Su Domani prosegue il Blog mafie, da un’idea di Attilio Bolzoni e curato insieme a Francesco Trotta. Potete seguirlo a questa pagina. Ogni mese un macro-tema, approfondito con un nuovo contenuto al giorno in collaborazione con l’associazione Cosa vostra. In questa puntata pubblichiamo ampi stralci di carte giudiziarie che tengono insieme il biennio 92-93, la guerra della mafia allo stato e le bombe in Continente

Ha detto che tra febbraio e aprile del 1993 si incontrò almeno due-tre volte con Bernardo Provenzano nella periferia di Belmonte Mezzagno e con lui parlò di stragi, ma non delle stragi da eseguirsi al Nord. Parlarono, invece, del progetto stragista di Riina, contro i politici, contro il capo della Squadra Mobile, contro Maurizio Costanzo. Ecco cosa ha detto, in sede di controesame, con riguardo agli argomenti affrontati con Provenzano:

«Avvocato Ammannato: Cioè, lei, gennaio-febbraio-marzo, questi incontri che ebbe a Belmonte Mezzagno con Provenzano, non ha affrontato mai il problema stragi, o azioni al Nord?
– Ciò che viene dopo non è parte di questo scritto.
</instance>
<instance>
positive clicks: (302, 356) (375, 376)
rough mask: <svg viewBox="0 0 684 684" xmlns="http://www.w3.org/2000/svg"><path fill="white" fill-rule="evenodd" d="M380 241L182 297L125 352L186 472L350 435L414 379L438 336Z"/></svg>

Imputato Brusca G.: A Nord, no. Cioè, abbiamo affrontato di portare avanti la linea di Salvatore Riina.

Quindi c'era le stragi contro i vari politici, il capo della Mobile, Costanzo... Però era tutto nel progetto di Salvatore Riina. Però, senza scendere nel particolare. Cioè, non abbiamo toccato il fatto singolo».